With respect to the pivotal first factor, the Court of Appeals clearly explained that the purpose of the new interpretation “is to dispel the confusion between intentional and depraved indifference murder, and thus cut off the continuing improper expansion of depraved indifference murder” (Policano v Herbert, supra at 603). Indeed, the stated goal of this new interpretation “is to ‘make future homicide prosecutions more sustainable, increasing the likelihood that defendants who are proven beyond a reasonable doubt to have committed intentional murder will be properly held to account for that crime’ ” (id. at 603-604, quoting People v Suarez, supra at 217 [G.B. Smith, Rosenblatt and R.S. Smith, JJ., concurring] [emphasis added]).* Moreover, in my view, those who committed vicious crimes and were then charged and convicted of depraved indifference murder under the law as it existed at the time of their trials and convictions are equally unattractive “candidates” for reversal of their convictions on direct appeal such that nonretroactivity presents “no danger of a miscarriage of justice” (Policano v Herbert, supra at 604).
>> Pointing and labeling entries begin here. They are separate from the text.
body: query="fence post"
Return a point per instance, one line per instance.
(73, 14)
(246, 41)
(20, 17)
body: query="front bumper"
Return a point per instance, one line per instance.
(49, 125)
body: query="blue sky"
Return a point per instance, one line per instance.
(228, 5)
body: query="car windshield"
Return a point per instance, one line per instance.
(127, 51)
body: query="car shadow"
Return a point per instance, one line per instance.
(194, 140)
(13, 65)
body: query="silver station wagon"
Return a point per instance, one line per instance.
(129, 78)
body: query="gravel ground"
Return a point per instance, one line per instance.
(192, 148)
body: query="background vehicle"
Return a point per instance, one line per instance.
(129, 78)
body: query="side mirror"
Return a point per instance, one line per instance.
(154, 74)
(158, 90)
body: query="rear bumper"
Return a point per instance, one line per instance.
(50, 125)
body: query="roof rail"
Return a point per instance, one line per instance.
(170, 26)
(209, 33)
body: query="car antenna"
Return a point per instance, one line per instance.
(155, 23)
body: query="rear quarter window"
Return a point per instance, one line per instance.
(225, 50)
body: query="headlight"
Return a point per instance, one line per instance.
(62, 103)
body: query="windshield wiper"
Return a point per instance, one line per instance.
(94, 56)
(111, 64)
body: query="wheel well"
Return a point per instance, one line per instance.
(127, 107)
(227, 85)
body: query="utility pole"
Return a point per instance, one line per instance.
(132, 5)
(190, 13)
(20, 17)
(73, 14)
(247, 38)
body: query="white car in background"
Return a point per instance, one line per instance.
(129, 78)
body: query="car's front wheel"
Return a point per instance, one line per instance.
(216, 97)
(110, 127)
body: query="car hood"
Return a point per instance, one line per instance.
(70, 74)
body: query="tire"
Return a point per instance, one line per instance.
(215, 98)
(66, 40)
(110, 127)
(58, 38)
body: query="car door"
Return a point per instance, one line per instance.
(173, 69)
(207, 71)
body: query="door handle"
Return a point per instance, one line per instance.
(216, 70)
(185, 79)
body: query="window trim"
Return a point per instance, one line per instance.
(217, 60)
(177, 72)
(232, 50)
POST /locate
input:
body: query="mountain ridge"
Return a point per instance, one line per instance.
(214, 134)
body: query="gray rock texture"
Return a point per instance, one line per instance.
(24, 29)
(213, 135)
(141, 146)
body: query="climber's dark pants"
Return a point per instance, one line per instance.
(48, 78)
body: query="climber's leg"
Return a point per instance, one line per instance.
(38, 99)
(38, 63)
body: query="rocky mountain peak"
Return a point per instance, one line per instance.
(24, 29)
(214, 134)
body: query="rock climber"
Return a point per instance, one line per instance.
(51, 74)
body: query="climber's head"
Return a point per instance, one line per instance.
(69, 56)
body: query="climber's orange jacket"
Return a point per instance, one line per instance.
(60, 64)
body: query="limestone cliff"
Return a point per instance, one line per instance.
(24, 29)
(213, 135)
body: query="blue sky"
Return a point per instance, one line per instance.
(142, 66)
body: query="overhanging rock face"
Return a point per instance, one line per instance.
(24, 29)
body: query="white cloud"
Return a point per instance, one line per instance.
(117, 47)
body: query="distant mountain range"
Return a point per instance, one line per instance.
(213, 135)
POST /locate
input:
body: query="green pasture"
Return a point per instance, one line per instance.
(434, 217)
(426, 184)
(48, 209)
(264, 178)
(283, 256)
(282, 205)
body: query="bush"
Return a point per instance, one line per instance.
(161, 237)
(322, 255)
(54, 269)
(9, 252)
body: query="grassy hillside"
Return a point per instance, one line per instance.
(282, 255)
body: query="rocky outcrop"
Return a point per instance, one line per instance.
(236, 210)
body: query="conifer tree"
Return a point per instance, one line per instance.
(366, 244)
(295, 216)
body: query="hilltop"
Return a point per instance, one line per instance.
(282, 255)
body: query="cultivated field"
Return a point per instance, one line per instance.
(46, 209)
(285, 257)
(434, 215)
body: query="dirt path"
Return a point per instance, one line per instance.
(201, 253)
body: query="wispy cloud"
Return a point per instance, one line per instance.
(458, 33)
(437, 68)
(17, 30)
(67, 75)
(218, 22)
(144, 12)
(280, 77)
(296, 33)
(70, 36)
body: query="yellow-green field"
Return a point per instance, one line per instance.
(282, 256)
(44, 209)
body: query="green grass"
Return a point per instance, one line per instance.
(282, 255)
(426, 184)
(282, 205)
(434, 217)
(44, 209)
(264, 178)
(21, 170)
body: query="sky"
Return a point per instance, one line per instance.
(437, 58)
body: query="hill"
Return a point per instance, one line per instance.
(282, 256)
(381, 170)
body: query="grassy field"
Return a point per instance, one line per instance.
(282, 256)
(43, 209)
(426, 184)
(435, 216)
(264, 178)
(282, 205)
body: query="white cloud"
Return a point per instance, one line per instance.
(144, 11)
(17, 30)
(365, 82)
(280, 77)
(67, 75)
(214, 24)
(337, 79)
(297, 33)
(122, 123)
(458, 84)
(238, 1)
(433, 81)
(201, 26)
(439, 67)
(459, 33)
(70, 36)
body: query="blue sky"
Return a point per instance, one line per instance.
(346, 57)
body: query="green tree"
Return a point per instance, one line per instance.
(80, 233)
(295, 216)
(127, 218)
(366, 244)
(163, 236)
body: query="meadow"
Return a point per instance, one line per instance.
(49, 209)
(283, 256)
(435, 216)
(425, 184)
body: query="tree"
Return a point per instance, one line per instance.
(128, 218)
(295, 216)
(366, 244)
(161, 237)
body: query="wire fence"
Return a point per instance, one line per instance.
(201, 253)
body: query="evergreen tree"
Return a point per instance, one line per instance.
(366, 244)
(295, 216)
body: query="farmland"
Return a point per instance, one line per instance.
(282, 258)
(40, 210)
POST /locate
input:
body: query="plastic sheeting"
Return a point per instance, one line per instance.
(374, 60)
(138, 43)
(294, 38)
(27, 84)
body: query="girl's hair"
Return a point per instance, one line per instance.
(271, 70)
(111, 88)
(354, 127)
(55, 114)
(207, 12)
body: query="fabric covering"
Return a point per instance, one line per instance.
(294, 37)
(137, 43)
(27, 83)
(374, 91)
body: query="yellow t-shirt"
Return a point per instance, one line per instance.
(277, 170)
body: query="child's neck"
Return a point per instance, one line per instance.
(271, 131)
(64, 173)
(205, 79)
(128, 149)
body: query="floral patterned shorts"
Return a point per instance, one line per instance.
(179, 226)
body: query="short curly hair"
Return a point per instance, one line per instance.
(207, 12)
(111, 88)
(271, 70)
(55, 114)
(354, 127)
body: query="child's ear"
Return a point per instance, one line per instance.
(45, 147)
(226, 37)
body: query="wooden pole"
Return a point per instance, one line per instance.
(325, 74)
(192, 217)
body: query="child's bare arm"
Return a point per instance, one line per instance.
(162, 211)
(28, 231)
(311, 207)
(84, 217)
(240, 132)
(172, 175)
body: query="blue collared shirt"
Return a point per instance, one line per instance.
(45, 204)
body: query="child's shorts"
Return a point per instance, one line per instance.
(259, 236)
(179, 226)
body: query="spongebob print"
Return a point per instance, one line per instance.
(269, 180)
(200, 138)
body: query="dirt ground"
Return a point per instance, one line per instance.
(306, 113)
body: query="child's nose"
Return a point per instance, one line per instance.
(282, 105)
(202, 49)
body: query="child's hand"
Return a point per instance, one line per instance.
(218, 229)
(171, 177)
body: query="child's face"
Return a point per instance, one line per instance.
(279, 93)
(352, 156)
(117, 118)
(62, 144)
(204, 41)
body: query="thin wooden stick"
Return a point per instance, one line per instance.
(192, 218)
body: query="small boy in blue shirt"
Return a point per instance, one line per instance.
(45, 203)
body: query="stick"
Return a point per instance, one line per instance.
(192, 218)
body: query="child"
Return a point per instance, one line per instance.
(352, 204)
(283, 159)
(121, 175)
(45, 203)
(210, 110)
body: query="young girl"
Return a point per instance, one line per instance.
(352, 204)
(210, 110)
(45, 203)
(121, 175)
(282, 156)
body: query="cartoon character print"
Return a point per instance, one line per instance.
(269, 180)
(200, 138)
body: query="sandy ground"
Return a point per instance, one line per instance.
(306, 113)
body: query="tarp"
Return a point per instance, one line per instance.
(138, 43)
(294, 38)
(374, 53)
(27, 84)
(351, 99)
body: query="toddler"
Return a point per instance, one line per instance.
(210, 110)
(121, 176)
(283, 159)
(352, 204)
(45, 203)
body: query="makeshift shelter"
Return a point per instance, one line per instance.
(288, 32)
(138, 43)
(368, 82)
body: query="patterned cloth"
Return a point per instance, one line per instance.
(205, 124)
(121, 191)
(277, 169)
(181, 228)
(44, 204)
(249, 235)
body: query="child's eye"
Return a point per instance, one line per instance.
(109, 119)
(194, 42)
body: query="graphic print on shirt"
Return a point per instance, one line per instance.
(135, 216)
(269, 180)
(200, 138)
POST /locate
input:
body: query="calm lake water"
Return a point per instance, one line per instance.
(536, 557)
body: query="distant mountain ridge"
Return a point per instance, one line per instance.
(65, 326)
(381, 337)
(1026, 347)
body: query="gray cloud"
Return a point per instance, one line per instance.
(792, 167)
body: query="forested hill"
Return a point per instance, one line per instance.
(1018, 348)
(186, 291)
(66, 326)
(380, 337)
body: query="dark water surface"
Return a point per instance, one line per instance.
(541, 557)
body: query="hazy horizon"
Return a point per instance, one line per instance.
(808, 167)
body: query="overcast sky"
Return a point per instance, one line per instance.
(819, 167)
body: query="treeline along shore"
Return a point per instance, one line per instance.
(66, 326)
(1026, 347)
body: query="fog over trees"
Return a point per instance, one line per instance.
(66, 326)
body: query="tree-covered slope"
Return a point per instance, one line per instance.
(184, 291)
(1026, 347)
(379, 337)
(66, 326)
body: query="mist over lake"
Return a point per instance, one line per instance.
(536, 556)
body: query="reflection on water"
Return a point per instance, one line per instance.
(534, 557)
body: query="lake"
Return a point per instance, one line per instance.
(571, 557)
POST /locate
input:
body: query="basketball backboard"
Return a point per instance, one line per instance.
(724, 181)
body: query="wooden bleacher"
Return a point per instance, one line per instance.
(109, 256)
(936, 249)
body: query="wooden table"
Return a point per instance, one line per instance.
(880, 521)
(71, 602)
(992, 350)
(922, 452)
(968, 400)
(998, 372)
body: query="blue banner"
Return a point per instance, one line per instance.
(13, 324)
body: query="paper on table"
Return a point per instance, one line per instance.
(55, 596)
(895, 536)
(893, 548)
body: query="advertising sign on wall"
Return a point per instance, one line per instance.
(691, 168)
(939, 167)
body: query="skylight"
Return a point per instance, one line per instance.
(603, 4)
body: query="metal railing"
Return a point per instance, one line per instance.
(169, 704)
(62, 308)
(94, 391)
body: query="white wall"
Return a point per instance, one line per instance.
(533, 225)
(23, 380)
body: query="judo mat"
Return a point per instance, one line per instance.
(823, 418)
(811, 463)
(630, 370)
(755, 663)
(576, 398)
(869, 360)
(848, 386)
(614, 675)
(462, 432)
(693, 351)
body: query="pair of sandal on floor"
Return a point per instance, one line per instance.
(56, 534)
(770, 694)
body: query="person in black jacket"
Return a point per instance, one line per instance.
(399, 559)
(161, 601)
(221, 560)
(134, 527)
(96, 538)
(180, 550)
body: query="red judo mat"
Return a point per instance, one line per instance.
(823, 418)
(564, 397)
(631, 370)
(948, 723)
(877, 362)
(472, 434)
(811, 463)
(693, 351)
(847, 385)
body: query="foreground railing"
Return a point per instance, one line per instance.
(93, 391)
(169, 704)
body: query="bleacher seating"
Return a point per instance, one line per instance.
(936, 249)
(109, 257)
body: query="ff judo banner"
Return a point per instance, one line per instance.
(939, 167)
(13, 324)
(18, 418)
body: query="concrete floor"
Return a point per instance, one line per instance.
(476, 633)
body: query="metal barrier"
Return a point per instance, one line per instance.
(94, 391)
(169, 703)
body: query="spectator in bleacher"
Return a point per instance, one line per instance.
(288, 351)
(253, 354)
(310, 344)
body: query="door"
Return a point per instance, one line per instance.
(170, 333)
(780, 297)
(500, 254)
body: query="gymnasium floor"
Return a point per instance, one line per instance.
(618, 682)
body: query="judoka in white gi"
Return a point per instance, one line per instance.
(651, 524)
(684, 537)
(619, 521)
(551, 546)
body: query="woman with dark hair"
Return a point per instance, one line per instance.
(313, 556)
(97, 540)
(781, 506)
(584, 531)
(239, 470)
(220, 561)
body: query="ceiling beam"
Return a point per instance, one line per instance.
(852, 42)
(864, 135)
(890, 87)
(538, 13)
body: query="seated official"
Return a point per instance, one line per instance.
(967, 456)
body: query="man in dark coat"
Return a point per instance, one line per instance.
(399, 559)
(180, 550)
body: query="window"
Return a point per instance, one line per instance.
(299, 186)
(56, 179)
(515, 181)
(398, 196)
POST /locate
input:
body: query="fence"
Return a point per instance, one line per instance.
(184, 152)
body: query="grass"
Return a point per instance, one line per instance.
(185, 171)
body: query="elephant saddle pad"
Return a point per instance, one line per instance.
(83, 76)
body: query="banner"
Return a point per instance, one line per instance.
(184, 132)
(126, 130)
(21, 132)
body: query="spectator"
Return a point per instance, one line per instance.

Furthermore, it is undeniable that prosecutors have relied extensively on “Register’s objectively determined degree-of-risk formulation when making their charging decisions” (id.; see generally People v Martello, supra at 652). Given such reliance, applying post-Sanchez case law to cases on direct appeal “would work a substantial burden on the administration of justice and could affect a large number of cases currently pending on . . . appellate court dockets” (People v Martello, supra at 652). Inasmuch as defendant was charged and properly convicted under the former law, I would affirm.
Ordered that the judgment is modified, on the law, by reducing defendant’s conviction of murder in the second degree to manslaughter in the second degree and vacating the sentence imposed thereon; matter remitted to the County Court of *567Schoharie County for resentencing; and, as so modified, affirmed.

 Notably, three members of the Court of Appeals have expressed an “expectation], or at least hope, that the rule embodied in [post-Sanchez case law] will be applied prospectively, and that any impact on already completed prosecutions can be avoided” (People v Suarez, supra at 217 [G.B. Smith, Rosenblatt and R.S. Smith, JJ., concurring] [emphasis added]).